I think that although the docetists focused on Jesus as divine that does not mean that deny he ever walked the earth.
No, but it works against the idea that he was some sort of rebellious itinerant rabbi who had a bunch of myths hung on him. At the other end of the spectrum, you have people who accept Jesus' historicity but not his divinity. Pick any aspect or characteristic of Jesus, and you can find someone who disputed it even beginning with the early church.
LOL! At this point, all I'm saying is "Christ never existed!" strikes me an extraordinary claim, and I find it unconvincing. All the talk about status quo was just me trying to explain that position (which is barely a claim at all), not any attempt to prove Christ's historicity.
My position is that a claim should be supported on its merits; I don't necessarily view the fact that a belief has been long-held to be support if that's all it's got going for it.
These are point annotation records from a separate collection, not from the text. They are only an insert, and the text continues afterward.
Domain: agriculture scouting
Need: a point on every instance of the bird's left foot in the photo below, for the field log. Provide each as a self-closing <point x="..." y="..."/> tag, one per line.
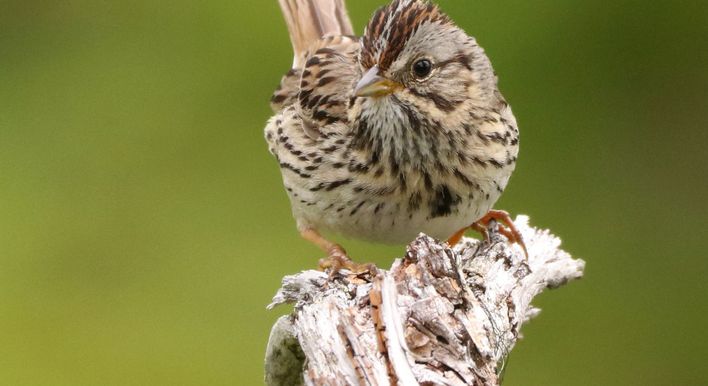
<point x="506" y="227"/>
<point x="337" y="258"/>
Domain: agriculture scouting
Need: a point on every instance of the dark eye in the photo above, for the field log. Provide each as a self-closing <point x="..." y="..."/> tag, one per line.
<point x="422" y="68"/>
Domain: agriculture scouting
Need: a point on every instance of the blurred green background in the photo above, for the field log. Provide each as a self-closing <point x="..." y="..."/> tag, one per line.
<point x="143" y="225"/>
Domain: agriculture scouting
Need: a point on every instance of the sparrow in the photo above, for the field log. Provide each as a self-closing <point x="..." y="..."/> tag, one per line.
<point x="398" y="132"/>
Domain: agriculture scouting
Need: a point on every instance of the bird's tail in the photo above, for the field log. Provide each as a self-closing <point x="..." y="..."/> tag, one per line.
<point x="310" y="20"/>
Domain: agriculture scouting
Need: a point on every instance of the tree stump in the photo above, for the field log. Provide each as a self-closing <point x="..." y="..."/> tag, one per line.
<point x="438" y="316"/>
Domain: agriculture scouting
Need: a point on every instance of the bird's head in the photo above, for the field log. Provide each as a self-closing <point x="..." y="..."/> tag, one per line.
<point x="412" y="55"/>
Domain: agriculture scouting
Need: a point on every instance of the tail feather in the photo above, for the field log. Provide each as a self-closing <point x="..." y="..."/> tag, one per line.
<point x="310" y="20"/>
As for Christ's historicity, I think that virtually all the parts of the Christ story that form the basis for Christianity are mythic. Was this body of myth formed around the kernel of a real person? In my mind, the question's largely irrelevant: as I've said before, I think it's like arguing whether there's a real stone in your
stone soup.
I don't think that the Christ that Paul talks about in his epistles seems to be especially based on a real, living person. Whether the Gospels were a later "fleshing out" of Paul's mythic Christ or whether Paul and the Gospel writers drew from the same earlier, fact-based source in some way... I don't know.
Are you sure? I'm not prepared to say you're wrong, but it's always been my impression that it's a relatively new phenomenon. Can you cite any specific examples?
I was mainly thinking of Docetism, as lunamoth mentioned (thanks, BTW - I couldn't remember the name).
I also have a vague recollection of some other early Christian groups having an allegorical understanding of the Gospel story... but that might be my brain playing tricks on me.